Here are some other factors that play a part in building a price. What is access like? can the materials be roof loaded or will a laborers need to get them onto the roof? Can the dumpster be placed directly next to the building or will laborers need wheel barrows and walk to the street? How close are the neighbor's buildings, where can I place my ladders? Are there bushes to protect? Did you just buy a new driveway I need to worry about? All of these things are an important part of a roofing project. The roofing system is more than just the shingles, and the roofing project is more than just the system. 

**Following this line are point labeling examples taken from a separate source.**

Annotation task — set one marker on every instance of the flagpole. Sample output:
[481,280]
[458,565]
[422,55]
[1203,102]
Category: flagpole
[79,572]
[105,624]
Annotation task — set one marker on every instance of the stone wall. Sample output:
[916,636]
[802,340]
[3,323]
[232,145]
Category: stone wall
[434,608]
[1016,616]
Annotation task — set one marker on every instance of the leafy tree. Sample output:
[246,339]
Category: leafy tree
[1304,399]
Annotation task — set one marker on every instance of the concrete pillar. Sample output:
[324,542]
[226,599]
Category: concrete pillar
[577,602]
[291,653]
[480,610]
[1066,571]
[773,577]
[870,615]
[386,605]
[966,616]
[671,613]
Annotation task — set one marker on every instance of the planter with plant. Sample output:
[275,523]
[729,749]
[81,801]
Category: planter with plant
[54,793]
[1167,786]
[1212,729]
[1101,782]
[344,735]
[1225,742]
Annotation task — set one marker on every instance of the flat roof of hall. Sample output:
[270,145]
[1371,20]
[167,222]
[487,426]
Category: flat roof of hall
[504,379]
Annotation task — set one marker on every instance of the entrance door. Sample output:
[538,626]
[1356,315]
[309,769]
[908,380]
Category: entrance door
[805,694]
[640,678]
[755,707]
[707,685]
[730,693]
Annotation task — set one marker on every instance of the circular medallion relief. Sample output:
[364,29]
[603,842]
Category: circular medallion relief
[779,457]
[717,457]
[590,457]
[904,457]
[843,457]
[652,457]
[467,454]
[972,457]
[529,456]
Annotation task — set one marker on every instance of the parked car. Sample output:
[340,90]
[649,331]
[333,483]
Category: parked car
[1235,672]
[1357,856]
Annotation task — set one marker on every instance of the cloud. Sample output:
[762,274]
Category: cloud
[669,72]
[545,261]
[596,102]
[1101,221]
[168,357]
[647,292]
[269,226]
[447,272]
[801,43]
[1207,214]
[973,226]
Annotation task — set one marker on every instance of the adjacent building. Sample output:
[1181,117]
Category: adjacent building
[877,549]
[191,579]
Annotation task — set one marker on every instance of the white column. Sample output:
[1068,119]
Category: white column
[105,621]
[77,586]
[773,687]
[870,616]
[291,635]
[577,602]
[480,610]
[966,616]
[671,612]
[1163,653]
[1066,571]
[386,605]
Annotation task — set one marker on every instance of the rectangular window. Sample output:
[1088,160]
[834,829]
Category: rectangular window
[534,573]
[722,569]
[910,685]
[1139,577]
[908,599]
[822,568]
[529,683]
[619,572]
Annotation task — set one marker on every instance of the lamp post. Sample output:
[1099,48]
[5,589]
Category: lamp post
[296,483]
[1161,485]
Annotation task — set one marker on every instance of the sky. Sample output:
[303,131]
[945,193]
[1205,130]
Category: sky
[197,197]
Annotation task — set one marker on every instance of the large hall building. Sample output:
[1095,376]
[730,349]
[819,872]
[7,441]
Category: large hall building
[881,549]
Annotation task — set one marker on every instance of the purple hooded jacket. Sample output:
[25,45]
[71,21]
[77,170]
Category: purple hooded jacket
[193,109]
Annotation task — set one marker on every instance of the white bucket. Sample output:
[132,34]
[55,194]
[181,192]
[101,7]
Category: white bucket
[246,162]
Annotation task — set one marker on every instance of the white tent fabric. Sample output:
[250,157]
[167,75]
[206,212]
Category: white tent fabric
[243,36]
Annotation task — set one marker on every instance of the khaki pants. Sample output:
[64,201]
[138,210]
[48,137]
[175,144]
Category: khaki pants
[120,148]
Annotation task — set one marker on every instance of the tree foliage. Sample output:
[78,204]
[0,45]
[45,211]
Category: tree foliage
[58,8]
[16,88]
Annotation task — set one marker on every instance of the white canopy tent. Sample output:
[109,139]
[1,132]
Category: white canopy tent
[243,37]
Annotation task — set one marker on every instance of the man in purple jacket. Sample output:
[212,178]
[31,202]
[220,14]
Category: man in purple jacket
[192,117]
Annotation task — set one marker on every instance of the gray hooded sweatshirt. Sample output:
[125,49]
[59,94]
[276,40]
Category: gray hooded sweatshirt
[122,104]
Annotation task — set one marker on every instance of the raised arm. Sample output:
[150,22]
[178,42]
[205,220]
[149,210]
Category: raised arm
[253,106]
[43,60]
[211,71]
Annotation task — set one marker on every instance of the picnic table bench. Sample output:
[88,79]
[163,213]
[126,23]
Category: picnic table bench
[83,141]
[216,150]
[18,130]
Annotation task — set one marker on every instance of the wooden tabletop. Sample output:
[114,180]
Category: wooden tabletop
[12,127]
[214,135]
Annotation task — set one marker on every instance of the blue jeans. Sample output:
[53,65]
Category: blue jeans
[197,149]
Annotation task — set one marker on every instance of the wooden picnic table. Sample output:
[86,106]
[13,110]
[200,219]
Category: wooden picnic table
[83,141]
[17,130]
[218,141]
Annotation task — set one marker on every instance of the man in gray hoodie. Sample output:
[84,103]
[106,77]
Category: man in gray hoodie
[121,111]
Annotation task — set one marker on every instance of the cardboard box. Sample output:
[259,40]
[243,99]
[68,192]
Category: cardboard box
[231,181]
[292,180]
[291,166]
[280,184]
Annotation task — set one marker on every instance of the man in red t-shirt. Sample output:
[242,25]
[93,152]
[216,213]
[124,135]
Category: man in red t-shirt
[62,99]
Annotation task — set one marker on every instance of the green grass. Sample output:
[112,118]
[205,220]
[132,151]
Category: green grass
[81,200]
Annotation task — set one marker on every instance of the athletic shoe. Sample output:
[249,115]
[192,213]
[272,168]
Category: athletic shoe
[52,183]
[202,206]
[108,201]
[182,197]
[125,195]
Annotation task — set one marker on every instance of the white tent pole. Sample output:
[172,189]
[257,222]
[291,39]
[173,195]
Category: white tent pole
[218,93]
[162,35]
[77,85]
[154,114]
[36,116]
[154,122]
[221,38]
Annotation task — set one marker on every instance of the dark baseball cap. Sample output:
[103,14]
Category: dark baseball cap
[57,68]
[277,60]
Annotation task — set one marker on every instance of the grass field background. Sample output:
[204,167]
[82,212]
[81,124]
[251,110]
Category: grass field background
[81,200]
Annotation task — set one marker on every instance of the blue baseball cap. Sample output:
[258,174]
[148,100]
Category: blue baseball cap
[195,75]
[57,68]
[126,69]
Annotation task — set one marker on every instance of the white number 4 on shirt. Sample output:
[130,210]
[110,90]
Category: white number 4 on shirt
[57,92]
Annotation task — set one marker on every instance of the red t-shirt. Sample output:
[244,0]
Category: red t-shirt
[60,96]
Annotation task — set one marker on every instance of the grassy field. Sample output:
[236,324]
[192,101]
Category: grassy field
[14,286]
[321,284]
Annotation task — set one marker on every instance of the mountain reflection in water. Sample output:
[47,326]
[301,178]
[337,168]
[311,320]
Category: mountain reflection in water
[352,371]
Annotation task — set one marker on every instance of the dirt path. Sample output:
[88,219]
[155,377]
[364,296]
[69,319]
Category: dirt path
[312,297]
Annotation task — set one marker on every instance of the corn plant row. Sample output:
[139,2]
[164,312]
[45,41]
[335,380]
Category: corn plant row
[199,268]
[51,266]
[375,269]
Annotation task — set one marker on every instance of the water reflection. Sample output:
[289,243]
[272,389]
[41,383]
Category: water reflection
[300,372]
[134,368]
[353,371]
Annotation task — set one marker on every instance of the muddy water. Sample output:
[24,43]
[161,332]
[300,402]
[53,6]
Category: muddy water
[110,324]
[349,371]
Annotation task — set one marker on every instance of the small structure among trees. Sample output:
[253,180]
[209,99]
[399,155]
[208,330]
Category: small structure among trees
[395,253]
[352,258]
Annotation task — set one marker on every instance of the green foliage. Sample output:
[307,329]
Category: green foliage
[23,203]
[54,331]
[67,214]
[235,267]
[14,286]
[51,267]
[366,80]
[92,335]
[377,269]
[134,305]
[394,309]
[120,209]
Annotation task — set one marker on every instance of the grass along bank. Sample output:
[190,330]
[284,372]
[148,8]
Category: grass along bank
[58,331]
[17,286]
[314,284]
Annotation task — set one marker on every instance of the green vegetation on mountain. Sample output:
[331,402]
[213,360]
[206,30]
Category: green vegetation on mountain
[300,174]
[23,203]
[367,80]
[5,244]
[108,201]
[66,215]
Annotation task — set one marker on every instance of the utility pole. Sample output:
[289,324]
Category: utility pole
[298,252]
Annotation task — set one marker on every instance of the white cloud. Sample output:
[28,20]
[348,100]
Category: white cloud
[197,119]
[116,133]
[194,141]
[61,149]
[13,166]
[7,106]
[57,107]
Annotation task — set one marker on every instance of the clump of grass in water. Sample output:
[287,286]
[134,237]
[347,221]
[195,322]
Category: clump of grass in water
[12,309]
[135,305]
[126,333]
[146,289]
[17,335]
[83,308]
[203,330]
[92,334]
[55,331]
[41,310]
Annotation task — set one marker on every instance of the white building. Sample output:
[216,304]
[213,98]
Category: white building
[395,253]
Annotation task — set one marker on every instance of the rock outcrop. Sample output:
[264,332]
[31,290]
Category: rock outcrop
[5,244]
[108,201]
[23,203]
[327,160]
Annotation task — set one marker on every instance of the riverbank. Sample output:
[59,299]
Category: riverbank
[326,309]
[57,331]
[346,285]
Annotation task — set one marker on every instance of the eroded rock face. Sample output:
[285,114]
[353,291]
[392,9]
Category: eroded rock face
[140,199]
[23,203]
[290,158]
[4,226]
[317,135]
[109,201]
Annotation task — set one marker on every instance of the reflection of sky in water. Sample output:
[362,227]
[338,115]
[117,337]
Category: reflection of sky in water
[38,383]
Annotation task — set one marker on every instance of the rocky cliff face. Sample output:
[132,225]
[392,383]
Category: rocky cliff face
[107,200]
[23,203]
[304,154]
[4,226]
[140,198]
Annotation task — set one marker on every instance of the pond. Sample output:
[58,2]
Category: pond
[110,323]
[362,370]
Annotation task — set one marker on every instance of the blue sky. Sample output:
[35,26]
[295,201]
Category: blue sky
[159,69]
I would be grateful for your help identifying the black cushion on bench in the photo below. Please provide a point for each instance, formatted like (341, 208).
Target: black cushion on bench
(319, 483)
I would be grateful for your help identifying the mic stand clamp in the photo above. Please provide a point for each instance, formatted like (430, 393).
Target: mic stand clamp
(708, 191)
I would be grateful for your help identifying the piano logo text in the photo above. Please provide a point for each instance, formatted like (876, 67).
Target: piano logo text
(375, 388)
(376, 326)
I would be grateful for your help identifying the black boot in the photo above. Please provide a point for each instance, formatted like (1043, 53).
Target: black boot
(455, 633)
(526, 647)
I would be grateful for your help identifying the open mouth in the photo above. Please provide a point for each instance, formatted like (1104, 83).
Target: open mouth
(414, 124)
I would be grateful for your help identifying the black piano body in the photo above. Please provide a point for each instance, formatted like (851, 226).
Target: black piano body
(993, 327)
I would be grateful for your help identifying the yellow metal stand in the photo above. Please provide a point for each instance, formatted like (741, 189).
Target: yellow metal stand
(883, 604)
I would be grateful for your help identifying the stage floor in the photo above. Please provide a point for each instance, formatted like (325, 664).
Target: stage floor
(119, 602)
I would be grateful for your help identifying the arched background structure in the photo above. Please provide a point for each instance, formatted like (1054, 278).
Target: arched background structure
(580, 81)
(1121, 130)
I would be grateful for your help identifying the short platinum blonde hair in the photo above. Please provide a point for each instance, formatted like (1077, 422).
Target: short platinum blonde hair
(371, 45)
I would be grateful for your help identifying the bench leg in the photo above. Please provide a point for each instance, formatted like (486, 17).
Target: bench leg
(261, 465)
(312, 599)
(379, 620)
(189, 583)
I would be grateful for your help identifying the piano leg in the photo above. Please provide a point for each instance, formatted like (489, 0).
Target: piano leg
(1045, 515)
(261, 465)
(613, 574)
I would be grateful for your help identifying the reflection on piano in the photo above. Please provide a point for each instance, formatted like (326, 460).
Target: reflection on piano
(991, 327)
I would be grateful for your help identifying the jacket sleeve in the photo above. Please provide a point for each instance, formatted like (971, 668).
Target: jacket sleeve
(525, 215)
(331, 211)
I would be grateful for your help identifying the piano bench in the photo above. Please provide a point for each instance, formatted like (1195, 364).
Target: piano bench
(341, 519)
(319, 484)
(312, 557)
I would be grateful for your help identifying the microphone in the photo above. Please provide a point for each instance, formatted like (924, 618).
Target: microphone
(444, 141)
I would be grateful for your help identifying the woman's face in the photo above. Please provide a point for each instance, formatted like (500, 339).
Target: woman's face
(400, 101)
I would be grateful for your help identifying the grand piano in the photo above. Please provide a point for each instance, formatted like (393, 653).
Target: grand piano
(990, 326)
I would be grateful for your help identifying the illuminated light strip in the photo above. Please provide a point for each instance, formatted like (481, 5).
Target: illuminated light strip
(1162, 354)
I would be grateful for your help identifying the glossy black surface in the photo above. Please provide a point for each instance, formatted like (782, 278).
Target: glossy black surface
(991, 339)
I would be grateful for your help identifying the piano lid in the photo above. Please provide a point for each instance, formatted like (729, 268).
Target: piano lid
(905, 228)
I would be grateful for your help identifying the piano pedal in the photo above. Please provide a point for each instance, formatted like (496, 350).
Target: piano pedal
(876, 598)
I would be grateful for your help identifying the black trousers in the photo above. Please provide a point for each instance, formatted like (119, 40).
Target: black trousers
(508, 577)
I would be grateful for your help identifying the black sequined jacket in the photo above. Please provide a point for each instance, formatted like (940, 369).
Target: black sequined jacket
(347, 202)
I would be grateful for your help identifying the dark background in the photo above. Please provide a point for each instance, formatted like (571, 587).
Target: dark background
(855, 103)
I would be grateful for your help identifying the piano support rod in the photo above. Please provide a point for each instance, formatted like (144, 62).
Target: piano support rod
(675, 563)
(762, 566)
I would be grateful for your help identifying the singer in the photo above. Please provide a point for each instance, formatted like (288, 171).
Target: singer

Quite often you get what you pay for so it's usually not a good idea to cheap out on the roof. The roof protects everything inside your home or building. The roof is also a hefty investment, and not one that you may want to repeat in 15 years. Doing it right and paying enough to a professional roofing contractor to do it right in the first place is truly an investment since the properly installed roof with the good quality materials will last longer than the guy down the street bangin' on home cheapo shingles. In short doing it right the first time is cheaper so you don't have to redo it. Doing it twice always costs more. 


Now I'll reply to your specific questions.


----------



## Grumpy (Dec 12, 2003)

Roofers who claim to be insurance specialists are mostly scam artists. We in the industry call them storm chasers. The majority are complete manure.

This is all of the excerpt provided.